A study that stirred worldwide uneasiness last fall —as well as quite a bit of disbelief— is now in print. In October, Ashok Agarwal of the Cleveland Clinic presented a paper at a fertility conference showing that men who used their cell phones for more than four hours a day had poorer semen quality than those who went phone-free (see our October 26, 2006 post).

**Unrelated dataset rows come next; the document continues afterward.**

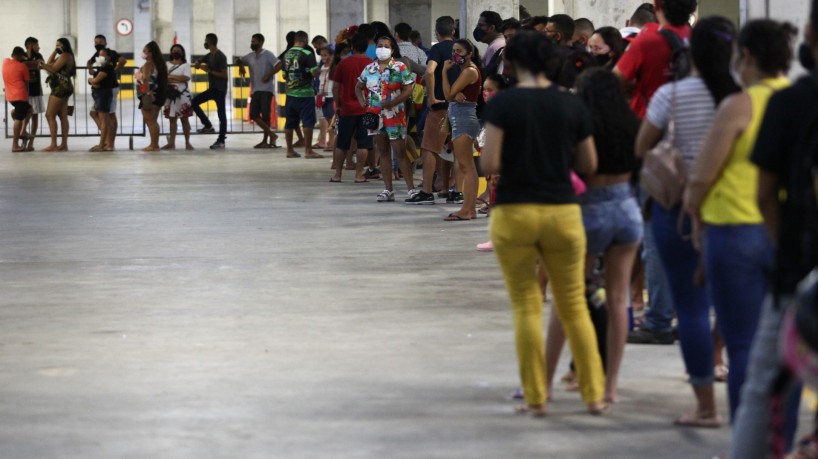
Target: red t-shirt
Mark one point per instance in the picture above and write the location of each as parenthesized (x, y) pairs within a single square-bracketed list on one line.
[(646, 62), (15, 77), (346, 74)]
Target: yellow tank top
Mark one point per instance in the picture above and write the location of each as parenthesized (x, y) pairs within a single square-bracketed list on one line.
[(732, 199)]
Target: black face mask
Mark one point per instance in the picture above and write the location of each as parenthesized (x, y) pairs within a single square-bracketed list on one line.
[(805, 57), (602, 59), (479, 34)]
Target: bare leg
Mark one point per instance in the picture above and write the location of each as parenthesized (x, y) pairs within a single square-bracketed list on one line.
[(618, 267)]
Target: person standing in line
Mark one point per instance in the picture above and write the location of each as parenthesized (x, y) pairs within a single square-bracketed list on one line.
[(35, 88), (153, 87), (215, 65), (537, 215), (263, 66), (300, 67), (102, 84), (462, 95), (15, 79), (118, 62), (349, 111), (488, 31), (384, 87), (62, 68), (179, 108)]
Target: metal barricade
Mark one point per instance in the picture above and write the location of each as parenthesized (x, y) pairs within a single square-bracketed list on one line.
[(130, 121)]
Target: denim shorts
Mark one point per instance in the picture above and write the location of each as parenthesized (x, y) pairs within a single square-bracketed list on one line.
[(611, 216), (463, 118)]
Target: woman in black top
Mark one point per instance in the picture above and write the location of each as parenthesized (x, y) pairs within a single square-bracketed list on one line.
[(535, 135)]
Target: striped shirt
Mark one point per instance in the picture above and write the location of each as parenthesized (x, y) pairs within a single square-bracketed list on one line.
[(694, 113)]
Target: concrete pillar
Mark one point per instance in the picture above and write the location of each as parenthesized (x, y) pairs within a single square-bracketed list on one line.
[(162, 19), (344, 13), (225, 28), (183, 24), (417, 13)]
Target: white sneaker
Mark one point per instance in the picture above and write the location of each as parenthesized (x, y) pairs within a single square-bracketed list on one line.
[(386, 196)]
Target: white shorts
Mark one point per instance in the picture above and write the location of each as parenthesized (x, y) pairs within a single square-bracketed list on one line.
[(37, 105), (114, 101)]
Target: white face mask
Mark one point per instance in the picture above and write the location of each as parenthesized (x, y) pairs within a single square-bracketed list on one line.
[(383, 53)]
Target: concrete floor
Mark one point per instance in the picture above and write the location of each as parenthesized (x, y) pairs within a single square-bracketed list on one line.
[(237, 305)]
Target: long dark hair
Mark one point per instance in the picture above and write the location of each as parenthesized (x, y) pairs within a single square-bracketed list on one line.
[(470, 48), (159, 62), (66, 49), (711, 47), (770, 42), (615, 125)]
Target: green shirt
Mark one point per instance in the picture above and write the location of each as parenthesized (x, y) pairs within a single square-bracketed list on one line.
[(299, 65)]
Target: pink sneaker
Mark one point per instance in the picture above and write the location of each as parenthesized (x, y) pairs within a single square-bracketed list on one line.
[(485, 247)]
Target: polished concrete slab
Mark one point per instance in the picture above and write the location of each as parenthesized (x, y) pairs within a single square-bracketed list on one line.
[(235, 304)]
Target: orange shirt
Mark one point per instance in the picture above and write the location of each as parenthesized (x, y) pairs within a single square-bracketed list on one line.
[(15, 77)]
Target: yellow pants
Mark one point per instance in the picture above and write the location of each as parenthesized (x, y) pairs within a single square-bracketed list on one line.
[(521, 233)]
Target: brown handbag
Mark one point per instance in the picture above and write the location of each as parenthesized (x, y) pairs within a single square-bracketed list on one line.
[(664, 173)]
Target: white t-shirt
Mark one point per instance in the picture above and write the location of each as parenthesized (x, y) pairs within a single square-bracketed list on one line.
[(695, 109)]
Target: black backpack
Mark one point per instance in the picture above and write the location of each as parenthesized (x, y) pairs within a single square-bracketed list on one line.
[(680, 58)]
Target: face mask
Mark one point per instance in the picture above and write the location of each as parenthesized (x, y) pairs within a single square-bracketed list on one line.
[(383, 53), (479, 33), (602, 59)]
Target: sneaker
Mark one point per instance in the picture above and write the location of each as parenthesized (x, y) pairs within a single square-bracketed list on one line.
[(645, 336), (373, 174), (386, 196), (421, 198)]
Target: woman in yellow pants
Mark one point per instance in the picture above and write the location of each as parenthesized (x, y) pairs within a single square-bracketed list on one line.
[(535, 134)]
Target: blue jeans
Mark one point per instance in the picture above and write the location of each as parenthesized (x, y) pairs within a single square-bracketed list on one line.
[(219, 98), (680, 259), (736, 258), (659, 315), (751, 426)]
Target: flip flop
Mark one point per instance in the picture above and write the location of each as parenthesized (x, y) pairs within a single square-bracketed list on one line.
[(692, 420), (456, 218)]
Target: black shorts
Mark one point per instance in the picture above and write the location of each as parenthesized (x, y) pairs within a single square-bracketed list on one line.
[(350, 127), (261, 104), (300, 109), (21, 109)]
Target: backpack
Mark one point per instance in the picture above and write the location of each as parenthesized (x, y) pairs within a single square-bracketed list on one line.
[(680, 58)]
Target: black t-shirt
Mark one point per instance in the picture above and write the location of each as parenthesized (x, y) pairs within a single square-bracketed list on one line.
[(113, 59), (217, 61), (440, 53), (541, 128), (35, 87), (782, 149), (109, 82)]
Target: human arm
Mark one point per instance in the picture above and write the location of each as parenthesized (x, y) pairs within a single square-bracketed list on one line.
[(729, 123), (768, 204), (492, 149)]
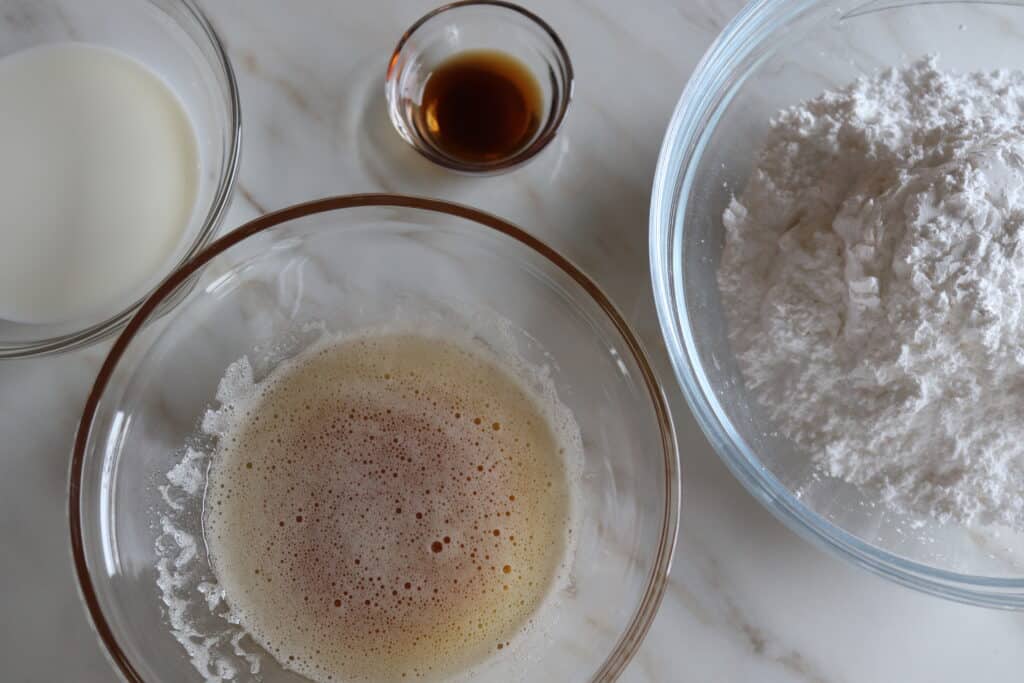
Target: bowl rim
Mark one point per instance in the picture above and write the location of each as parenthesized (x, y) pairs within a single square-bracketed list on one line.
[(218, 207), (693, 117), (554, 119), (646, 608)]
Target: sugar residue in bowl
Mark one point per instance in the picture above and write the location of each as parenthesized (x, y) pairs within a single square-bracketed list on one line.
[(872, 279)]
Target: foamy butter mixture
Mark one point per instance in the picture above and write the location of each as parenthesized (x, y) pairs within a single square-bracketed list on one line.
[(390, 507), (97, 180)]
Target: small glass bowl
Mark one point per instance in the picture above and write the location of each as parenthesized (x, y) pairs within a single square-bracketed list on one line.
[(473, 25), (174, 39), (346, 264)]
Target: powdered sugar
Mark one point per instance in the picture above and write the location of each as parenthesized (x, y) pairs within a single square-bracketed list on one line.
[(873, 284)]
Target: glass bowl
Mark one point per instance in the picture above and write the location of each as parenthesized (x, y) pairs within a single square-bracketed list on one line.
[(174, 39), (772, 55), (348, 263), (475, 25)]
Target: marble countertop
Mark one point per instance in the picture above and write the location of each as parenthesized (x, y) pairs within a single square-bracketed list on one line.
[(748, 600)]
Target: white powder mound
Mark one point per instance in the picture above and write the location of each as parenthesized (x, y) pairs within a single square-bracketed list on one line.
[(873, 284)]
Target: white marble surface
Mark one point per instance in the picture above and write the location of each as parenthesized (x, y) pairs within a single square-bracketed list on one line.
[(748, 601)]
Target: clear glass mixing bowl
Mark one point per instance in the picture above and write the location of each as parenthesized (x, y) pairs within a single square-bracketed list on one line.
[(175, 40), (350, 263), (772, 55)]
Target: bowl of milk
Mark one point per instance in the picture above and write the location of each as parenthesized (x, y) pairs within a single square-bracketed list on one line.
[(121, 130)]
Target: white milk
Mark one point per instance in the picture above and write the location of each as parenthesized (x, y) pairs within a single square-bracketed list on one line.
[(98, 176)]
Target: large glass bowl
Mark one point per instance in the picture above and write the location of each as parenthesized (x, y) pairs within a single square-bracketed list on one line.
[(349, 263), (772, 55), (174, 39)]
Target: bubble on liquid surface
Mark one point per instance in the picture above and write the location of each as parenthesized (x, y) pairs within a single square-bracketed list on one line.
[(390, 507)]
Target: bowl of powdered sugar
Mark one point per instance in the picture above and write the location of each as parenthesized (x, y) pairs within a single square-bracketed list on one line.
[(838, 256)]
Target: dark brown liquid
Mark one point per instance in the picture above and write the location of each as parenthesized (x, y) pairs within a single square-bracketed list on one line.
[(481, 105)]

Agarwal's paper has been posted on the Fertility and Sterility Web site and will appear in a forthcoming issue of the journal. Here is his conclusion: "Use of cell phones decrease the semen quality in men by decreasing the sperm count, motility, viability, and normal morphology. The decrease in sperm parameters was dependent on the duration of daily exposure to cell phones and independent of the initial semen quality." 

May 7, 2007

We have to admit that we are skeptical about the much-hyped hypothesis that mobile phone radiation is at least partially responsible for the disappearance of bees —if only because of the timing of these colony collapses. If microwaves are involved, bee disorientation would most likely be an acute effect. Yet mobile phones and their towers have been around for many years. So, why are the bees flying away, never to return, now?

That said, we were nevertheless taken aback when we read in this morning's Wall Street Journal that the National Wildlife Federation has inaugurated its own cell phone service. NWF Mobile is "tailored to wildlife enthusiasts and activists," the Journal reports, with such features as "ringtones that croak like frogs and chirp like birds" and the ability to provide updates on environmental news. Can a "buzz" ringtone be far behind?  

May 7, 2007

The National Academy of Sciences (NAS) has tentatively scheduled its RF workshop for August 7-9 in Washington. Its objective is to review the status of health research associated with exposure to RF radiation from wireless devices. See the NAS announcement for further information. The FDA requested the NAS review last March (see our March 30 post).